Pharmacy schools' emphasis on chemistry is unjustified, according to this community pharmacist.
My most prominent memory of pre-pharmacy and pharmacy school is the heavy emphasis on chemistry. Who can forget all those courses in inorganic chemistry, organic chemistry, medicinal chemistry, and biochemistry? To this day, I can't understand why my formal education placed such a heavy emphasis on chemistry. There is very little that I need to know about chemistry to function as a competent retail pharmacist.
There was a general perception among pre-pharmacy and premed students that the chemistry and physics classes were "hurdle" classes used by admissions committees to weed out applicants. If a student did well in those classes, it was assumed that he or she could do well in pharmacy school or medical school. Like the heavy emphasis on chemistry that was required to become a pharmacist, I have never understood the physics requirement. Even back in the 1970s, it should have been perfectly clear that physics had very little to do with pharmacy.
In pharmacy school, I had no idea that memorizing things like the structural formula of drugs would turn out to be of no use in my career. Knowledge of structural formulas would have been beneficial if I had become a medicinal chemist. During my entire career as a chain pharmacist, there has never been a single instance in which I needed to know the structural formula of a drug.

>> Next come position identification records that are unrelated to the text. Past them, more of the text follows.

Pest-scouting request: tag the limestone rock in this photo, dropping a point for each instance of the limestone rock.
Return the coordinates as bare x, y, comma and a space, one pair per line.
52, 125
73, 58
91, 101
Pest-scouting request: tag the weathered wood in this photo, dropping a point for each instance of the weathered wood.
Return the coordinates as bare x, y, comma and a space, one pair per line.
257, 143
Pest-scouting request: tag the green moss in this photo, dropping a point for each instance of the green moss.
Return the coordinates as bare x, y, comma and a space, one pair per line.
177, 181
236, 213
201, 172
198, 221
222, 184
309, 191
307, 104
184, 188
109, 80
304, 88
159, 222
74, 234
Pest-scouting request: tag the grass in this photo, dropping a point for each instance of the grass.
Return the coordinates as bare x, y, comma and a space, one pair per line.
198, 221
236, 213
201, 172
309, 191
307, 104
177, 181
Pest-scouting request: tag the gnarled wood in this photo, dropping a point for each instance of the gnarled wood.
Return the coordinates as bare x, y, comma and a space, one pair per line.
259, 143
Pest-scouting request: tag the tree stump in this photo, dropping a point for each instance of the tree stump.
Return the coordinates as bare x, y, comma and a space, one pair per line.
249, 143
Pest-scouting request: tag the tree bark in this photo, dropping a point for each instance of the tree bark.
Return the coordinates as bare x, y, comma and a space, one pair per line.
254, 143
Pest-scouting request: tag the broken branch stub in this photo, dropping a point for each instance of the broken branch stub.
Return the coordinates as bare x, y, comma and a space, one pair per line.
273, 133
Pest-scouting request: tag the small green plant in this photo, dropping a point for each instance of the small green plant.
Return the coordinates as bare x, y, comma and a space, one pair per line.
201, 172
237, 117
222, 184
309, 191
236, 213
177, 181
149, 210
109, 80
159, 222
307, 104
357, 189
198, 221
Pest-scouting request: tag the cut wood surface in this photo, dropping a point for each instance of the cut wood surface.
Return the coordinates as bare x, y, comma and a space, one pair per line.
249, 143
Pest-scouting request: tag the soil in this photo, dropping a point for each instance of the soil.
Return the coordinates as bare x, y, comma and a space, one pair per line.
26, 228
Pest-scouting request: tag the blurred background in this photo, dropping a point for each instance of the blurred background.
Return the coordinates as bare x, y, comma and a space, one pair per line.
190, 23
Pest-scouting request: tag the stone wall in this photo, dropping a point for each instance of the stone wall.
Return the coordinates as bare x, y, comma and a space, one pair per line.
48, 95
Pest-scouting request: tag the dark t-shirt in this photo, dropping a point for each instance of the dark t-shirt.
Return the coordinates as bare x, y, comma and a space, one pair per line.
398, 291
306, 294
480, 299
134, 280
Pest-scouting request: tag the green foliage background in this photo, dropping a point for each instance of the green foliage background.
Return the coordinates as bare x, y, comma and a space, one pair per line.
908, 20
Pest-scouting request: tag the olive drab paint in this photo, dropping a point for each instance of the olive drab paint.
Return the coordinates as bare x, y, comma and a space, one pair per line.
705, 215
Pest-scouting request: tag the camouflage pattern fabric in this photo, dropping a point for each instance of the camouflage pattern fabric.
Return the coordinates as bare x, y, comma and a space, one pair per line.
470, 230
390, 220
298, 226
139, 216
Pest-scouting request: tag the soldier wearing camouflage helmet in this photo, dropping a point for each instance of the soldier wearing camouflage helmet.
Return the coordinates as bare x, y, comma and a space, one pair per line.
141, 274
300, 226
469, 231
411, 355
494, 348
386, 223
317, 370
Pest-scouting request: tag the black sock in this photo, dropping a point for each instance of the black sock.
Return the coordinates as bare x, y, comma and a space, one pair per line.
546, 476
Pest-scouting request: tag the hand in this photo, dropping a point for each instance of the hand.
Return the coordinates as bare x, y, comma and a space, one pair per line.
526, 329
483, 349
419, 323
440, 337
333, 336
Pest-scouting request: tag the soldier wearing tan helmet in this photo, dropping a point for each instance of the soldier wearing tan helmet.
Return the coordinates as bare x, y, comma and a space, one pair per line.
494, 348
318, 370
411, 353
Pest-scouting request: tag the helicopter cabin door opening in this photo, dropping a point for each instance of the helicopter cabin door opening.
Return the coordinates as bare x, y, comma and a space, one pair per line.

If you were to rank all of your required college courses in terms of relevance to your career, where would you place chemistry on that list? When is the last time that a drug's structural formula had any bearing on any decision you had to make or on any prescription you filled? When is the last time a doctor or customer asked you a question that required you to look at the structural formula of a drug?
I am not saying that we should not have a single course in chemistry. Complete ignorance of medicinal chemistry would not be wise. For example, pharmacists would not be able to have an informed opinion about the differences among "me-too" drugs without some understanding of the similarity in their structural formula. Pharmacists know that the difference in some drugs is simply a minor molecular modification that is sufficient to qualify for a separate patent.
Retail pharmacists draw upon their knowledge of pharmacology infinitely more often than their knowledge of chemistry. Counseling requires knowledge of pharmacology and drug therapies, not chemistry. Yet my college years consisted of more classes in chemistry than pharmacology. What sense does it make to have so much chemistry in college if it's not used after graduation? Of course, chemistry is important for understanding things like IV incompatibilities, but I had far more chemistry than is needed to understand IV incompatibilities. As a chain pharmacist, I've never prepared an IV.